For easy warp rotations of 0 or 180°, the maximum input width dimension must not exceed the maximum output width. You set the maximum width with the Maximum output video width parameter. For easy warp rotations of 90° or 270°, the transposing of vertical and horizontal dimensions places restrictions on the input resolution.

Table 705.  Input Resolution Restrictions for 90° or 270°
Maximum Output Video Width Input Height Restriction
2048 1088
3840 2176
Figure 94. Warp IP block diagram (Easy Warp)

The figure shows a high-level block diagram for the Warp IP with Use Easy warp with its connection to external memory.

Figure 95. Easy Warp image transform examplesFrom top left clockwise: original image, mirrored, 90° rotate and 180° rotate.

Single Memory Bounce

Generally, turning on Use single memory bounce gives reduced memory bandwidth compared to when it is off. However, single memory bounce may require larger internal RAM. The RAM usage depends on the specific warp transform. For some transforms the IP requires larger amounts of cache. Any increased cache requirement requires increased internal block RAM usage.

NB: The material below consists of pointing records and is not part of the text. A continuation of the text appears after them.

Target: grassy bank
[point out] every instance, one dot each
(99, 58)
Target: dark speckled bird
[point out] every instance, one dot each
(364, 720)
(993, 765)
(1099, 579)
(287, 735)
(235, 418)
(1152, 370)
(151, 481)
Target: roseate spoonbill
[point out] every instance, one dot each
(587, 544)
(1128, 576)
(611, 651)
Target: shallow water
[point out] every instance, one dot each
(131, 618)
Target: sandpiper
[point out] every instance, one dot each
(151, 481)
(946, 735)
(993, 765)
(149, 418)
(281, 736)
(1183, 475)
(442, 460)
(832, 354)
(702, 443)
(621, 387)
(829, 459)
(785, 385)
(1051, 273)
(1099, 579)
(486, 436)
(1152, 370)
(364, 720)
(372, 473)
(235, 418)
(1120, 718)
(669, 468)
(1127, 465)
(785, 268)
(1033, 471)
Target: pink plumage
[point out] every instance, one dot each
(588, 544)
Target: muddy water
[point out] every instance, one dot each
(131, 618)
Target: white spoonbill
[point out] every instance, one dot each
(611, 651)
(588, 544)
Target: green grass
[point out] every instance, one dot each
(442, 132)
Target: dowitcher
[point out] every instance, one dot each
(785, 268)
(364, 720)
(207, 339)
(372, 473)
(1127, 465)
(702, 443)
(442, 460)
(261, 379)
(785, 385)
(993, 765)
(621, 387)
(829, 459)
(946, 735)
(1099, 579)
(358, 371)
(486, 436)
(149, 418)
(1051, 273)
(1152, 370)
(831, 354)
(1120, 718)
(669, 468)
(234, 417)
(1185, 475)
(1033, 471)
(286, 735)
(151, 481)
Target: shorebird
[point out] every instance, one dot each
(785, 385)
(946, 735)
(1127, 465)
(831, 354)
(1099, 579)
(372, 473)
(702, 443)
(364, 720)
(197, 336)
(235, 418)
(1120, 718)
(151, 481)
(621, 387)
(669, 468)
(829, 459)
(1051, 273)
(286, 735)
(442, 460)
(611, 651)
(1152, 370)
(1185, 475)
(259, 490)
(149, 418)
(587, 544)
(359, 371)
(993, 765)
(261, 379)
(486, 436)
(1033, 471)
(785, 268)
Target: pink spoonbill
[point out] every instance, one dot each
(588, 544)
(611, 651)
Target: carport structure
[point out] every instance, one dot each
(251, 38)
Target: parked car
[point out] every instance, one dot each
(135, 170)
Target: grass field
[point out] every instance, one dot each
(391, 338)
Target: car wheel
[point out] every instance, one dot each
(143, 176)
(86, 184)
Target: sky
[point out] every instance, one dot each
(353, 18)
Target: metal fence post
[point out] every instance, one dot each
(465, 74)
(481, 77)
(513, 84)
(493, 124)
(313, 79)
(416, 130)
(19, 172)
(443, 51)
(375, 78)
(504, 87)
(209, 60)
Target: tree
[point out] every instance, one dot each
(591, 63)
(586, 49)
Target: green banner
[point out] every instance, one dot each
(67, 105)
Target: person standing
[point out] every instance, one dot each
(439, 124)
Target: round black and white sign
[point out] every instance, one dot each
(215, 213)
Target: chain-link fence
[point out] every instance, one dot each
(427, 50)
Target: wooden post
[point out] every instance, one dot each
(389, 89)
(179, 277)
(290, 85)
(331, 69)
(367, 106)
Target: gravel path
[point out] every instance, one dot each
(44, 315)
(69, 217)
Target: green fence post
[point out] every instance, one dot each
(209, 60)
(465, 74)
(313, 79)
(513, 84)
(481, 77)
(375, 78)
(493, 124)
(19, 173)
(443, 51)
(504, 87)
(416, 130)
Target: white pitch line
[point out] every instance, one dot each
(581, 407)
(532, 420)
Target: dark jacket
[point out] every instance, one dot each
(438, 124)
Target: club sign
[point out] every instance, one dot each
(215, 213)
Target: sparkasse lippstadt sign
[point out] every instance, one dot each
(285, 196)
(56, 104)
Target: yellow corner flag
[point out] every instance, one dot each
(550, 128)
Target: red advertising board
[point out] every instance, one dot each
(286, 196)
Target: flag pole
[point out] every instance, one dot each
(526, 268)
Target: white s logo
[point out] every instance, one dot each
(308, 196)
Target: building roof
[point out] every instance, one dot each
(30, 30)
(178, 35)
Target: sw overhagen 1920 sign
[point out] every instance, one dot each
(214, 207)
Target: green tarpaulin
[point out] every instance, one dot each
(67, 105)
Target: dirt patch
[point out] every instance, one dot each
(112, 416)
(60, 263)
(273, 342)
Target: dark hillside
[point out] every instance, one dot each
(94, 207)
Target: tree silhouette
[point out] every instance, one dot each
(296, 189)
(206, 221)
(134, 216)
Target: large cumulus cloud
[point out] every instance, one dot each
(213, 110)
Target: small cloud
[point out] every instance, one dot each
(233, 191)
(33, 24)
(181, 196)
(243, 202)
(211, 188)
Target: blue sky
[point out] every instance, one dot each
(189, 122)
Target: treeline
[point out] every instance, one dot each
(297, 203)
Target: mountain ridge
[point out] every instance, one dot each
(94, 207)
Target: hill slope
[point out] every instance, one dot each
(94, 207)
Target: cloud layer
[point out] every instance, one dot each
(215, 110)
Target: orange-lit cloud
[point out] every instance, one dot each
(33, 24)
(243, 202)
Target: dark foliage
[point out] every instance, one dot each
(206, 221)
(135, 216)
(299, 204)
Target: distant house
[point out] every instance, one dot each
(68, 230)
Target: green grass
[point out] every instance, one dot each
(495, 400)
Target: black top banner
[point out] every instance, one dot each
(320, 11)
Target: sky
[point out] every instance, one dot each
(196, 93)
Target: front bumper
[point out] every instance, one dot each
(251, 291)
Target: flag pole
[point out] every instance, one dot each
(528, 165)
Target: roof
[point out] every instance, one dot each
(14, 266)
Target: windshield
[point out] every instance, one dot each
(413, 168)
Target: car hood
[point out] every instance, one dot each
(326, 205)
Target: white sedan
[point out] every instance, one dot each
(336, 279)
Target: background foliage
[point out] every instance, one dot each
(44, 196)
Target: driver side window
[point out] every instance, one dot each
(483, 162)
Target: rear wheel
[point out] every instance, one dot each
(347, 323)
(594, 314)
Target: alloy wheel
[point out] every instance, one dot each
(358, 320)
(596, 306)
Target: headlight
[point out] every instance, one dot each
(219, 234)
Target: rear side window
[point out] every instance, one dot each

With Use single memory bounce on, three cache size options are available: 256, 512 and 1024 cache blocks per engine. With Use single memory bounce off, the IP has a fixed cache size of 256 cache blocks per engine.

Whether you turn on Use single memory bounce depends on the actual transform the IP performs. Intel provides a software tool that determines how much cache the IP needs to process the desired transform. You provide the tool with information such as the input and output resolutions, the transform required, and the number of engines to use. The tool then provides guidance on how much cache to use to process the transform.

For information on the Warp block cache tool, refer to Block Cache Tool. For information on the memory bandwidth implications of running with a single memory bounce, refer to External Memory for Warp IP.

Single Memory Bounce Cache Example

An example of cache usage is given based on a 45 degree rotation with UHD input and output resolutions at 60 fps on an Intel Arria 10 device. This throughput requires that the IP uses two engines.

With Use single memory bounce off, the block RAM usage by the IP is 365 M20Ks.

With Use single memory bounce on, the IP requires 512 cache blocks per engine because of the constraints of the 45 degree rotation. This cache block requirement translates to a block RAM usage of 407 M20Ks.

Table 706.  Block RAM Usage – UHD 45 Degree Rotate
Use single memory bounce Cache blocks per engine Total block RAM usage
On 512 407
Off 256 (fixed) 365